Three portions of US 191 in Utah have restrictions on trucks and other large vehicles. Between the junctions with State Routes 46 and 279, vehicles wider than 15 ft are required to have two police escorts. Between Vernal and the Wyoming State line, vehicles longer than 95 ft are required to have two certified pilot escorts. Vehicles heavier than 20000 lb per axle are prohibited on Flaming Gorge Dam.

The independent portions of US 191 south of Interstate 70, as well as the concurrencies with I-70, US 6, and US 40, are included as part of the National Highway System.

==History==
When US 191 was created in 1926, it did not enter Utah, only running from Idaho Falls northeast to Yellowstone National Park. An extension in the late 1930s brought US-191 south to Brigham City, Utah, following what was then SR-41 and is now mostly SR-13. With the construction of I-15 parallel to US-191, the latter route was removed from Utah in the early 1970s, and by 1980 it only existed north of Yellowstone.

In cooperation with Montana, Wyoming, and Arizona, the Utah Department of Transportation submitted an application to the American Association of State Highway and Transportation Officials (AASHTO) for an extension of US-191. In Wyoming, it would replace US 187 - a single-state route, which was against current AASHTO policy — and then follow Wyoming Highway 373 to the state line. The portion in Utah replaced several state routes — State Route 260 from Wyoming to Greendale Junction, the majority of SR-44 to US-40 in Vernal, and SR-33 from US-40 in Duchesne to US-6 near Price. After overlapping US-6 past Green River, the routing followed and replaced a large portion of US-163 to a junction southwest of Bluff. Between Bluff and Mexican Water, Arizona, US-191 followed a newly constructed road across the Navajo Nation, and then replaced State Route 63, still mostly inside the reservation, to I-40 at Chambers. (It has since been continued along former US 666 to Douglas on the Mexican border.)

===Arizona to US-6===

US-191 replaced part of US-163, formerly SR-9 and SR-47.

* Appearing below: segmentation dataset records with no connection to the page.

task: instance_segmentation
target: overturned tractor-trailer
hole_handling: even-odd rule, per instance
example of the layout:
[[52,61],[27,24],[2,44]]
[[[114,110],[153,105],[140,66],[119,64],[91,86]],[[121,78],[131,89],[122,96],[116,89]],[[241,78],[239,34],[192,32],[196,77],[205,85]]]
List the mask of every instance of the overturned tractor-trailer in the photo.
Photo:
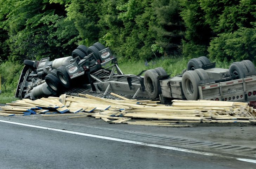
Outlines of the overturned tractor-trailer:
[[70,56],[24,64],[15,94],[20,99],[64,93],[107,97],[113,92],[138,100],[159,98],[162,103],[173,99],[256,100],[256,69],[248,60],[234,62],[228,69],[201,56],[190,60],[187,69],[173,77],[161,67],[124,74],[109,48],[96,42],[88,48],[79,45]]

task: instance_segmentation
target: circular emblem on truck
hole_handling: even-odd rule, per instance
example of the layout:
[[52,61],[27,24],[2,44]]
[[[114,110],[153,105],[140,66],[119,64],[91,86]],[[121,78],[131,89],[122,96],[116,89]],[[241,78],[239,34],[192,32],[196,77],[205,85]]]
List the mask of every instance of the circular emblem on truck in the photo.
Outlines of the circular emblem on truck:
[[109,56],[110,53],[108,52],[104,52],[101,55],[101,58],[105,58]]
[[72,73],[73,73],[77,70],[77,67],[72,67],[69,70],[69,72]]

The road from Bluff north via Monticello, Moab, and Valley City to Thompson (a station on the Denver and Rio Grande Railroad) became a state highway in 1910. To connect this road with the rest of the state highway system, a road from Valley City northwest via Floy to Green River was added in 1912, as was a connection from Thompson to via Cisco to Colorado. An extension from Monticello southeast to Colorado was added in 1913, and in the 1920s most of these roadways were assigned numbers: State Route 8 went from Green River via Floy, Valley City, Thompson, and Cisco to Colorado, and State Route 9 began at Valley City and extended south via Moab to Monticello and east to Colorado.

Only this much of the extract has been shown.